2021 annual review

2021 in summary

  • Became a digital nomad and traveled around some of the coastline of England and Wales.
  • Completed my MSc in Business Innovation with a Distinction.
  • Learned about the creator economy and started a few side-projects.
  • Took on a new role as the Product and Delivery Lead at RNID.

The happenings

Worked remotely

Embodied my philosophy of what good product management looks like in charities using my interface, integrate, iterate thing. Launched a new product at the Prince’s Trust, supported colleagues to do good work and improve their practice, and learned a lot about the use of digital in charities.

I did some voluntary product work for a few organisations in the charity sector. I really enjoyed being a kind of critical friend/opinion provider, even if at times I felt like I didn’t have a clear offer to provide.

Joined the RNID digital and innovation team to build products that make life more inclusive for deaf people and the those with hearing loss or tinnitus.

Explored emerging trends

Got into web3 a bit, learned about NFT’s and created some of my own. Of all the divisive opinions on Twitter, anything related to Blockchain, crypto and NFT’s seems even more divisive. I think everyone is right, and emerging trends need all opinions to help reach the dominant design in order to become mainstream. My opinion, in general, is that what people miss most about web3 stuff is that it isn’t for the humans, it’s for the machines. For example, an NFT isn’t about art, it offers a way for a computer to understand ownership, and a DAO isn’t about running a business, its about providing a means for a computer to understand contractual conditions. These things become clearer when you look with a post-human point-of-view (which is another trend that interested me in 2021).

I became interested in the creator economy and the use of nocode tools. I think it shows the trend of diversified income and micro-businesses that will extend the long tail of companies even further, and we’ll know that creators and solopreneurs have jumped the curve when one disrupts an industry in the way we’ve come to expect startups to. I made my first £ on the internet (as a creator, I’ve selling stuff on the internet for over a decade) which is considered a bit of a threshold point in the creator community. Started ultimatedigital.tools and futureskills.info as nocode info products.

Learned specifically

I finished my masters in Business Innovation with a distinction. My dissertation was about innovation and new product development practices in charities and was lots of fun to write.
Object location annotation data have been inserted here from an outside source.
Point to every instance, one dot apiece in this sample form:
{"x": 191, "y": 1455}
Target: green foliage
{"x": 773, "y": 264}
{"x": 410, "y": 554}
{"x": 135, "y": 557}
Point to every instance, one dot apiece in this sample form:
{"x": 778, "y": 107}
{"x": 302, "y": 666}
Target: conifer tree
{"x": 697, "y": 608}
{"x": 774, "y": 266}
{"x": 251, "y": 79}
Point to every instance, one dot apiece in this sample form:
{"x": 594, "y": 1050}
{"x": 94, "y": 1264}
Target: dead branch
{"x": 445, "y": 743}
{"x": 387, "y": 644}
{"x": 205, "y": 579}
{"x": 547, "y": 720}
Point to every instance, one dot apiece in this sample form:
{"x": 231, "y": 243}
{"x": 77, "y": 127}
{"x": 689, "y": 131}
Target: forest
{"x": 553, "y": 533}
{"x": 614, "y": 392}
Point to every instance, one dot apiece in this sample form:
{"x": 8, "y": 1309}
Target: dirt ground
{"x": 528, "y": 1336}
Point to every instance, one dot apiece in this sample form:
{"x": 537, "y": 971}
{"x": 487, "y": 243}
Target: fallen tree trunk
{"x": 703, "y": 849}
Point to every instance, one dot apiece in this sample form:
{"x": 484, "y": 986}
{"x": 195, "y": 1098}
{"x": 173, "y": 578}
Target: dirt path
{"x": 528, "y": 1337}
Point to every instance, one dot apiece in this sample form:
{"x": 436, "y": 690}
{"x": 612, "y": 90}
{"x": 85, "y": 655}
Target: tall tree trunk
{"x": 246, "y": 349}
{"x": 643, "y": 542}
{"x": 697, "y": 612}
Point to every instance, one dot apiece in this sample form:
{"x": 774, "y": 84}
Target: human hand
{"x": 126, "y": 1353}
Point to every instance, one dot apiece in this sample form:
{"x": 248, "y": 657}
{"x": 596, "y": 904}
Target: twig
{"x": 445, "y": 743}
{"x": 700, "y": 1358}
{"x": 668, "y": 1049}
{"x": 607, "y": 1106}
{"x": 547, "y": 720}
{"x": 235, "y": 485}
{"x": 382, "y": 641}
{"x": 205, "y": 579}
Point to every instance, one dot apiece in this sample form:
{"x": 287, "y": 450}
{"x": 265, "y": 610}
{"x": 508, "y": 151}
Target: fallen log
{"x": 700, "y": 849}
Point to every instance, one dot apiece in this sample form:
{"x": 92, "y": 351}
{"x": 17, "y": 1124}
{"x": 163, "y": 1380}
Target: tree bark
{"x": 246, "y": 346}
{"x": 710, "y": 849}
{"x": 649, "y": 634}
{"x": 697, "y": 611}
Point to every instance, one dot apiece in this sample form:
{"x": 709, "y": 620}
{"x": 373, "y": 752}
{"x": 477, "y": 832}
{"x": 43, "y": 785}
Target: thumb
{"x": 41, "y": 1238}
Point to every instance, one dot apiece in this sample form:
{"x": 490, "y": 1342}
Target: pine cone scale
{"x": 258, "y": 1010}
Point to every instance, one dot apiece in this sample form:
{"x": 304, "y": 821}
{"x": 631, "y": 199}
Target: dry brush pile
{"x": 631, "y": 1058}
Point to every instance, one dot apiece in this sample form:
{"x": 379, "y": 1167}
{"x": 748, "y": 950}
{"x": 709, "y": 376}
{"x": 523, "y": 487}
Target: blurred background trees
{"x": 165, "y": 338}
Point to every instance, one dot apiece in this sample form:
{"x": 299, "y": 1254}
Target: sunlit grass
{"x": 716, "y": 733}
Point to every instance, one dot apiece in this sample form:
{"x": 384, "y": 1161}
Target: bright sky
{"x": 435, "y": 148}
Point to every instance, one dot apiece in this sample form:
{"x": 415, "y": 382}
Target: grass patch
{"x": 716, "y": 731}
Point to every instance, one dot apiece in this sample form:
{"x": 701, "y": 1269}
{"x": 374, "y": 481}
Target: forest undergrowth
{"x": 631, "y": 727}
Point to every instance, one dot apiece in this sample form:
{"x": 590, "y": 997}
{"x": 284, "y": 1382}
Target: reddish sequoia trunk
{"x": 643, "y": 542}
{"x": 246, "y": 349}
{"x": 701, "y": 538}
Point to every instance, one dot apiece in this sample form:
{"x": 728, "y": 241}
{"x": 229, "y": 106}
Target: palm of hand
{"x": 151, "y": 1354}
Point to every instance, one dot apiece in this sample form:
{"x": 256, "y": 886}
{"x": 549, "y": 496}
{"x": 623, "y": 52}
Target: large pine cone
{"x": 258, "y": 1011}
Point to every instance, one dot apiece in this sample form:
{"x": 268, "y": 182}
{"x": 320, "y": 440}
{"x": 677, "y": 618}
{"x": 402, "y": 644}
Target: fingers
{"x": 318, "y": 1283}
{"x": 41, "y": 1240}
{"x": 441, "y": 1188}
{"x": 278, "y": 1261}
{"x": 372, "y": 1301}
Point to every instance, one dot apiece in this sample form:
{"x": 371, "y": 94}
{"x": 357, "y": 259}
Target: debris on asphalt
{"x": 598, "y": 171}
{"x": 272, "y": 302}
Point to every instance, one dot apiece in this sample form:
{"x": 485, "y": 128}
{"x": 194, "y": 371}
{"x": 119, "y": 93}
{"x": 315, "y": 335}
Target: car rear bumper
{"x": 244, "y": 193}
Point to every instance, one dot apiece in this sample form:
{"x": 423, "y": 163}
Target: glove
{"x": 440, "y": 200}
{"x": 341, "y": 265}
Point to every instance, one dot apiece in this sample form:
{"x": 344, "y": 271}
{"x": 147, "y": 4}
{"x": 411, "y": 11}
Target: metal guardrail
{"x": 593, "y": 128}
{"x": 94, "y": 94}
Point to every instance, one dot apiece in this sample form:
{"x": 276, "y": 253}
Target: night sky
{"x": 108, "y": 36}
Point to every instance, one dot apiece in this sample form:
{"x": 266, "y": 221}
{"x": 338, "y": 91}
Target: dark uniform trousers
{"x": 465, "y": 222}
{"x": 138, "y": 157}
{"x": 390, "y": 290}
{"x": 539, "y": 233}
I felt a little lost for a while after finishing it because I’d been so focused on it.

Took a Service Design course and started learning British Sign Language.

And I read lots on Twitter and on other websites, and listened to quite a few podcasts, and even tried to read a couple of books.

I learned to write better, to think more critically, and to accept a wider range of opinions.

Learning is one of my three lifelong goals, and I divide it into three sections; formal learning and qualifications, practical project-based learning, and reading and reflective practice. This gives me a useful balance, keeps me engaged and makes tracking progress towards the goal easier.

Traveled slowly

Between the end of the lockdown in May and the end of the year I traveled around the coast of England and Wales between Southampton and Pembroke. Along the way I visited 230 amazing and beautiful places, swam in the sea, even with a seal once, and saw dolphins.

The digital nomad lifestyle suits me perfectly. I can work remotely during the day, and go for walks and work on various projects in the evening. The simplicity of the physical life makes room for the complexity of the mental life.

The numbers

The lessons

  • I’m at my happiest when I’m exploring, whether that’s new ideas, projects or places.
  • Learning new things every day inspires and excites me, although it often leads to too many new things to explore.
  • Even if I never finish anything, that’s ok (but I should improve my processes to try to finish things).
  • Realised that mainstream is not for me. Life is better on the edge.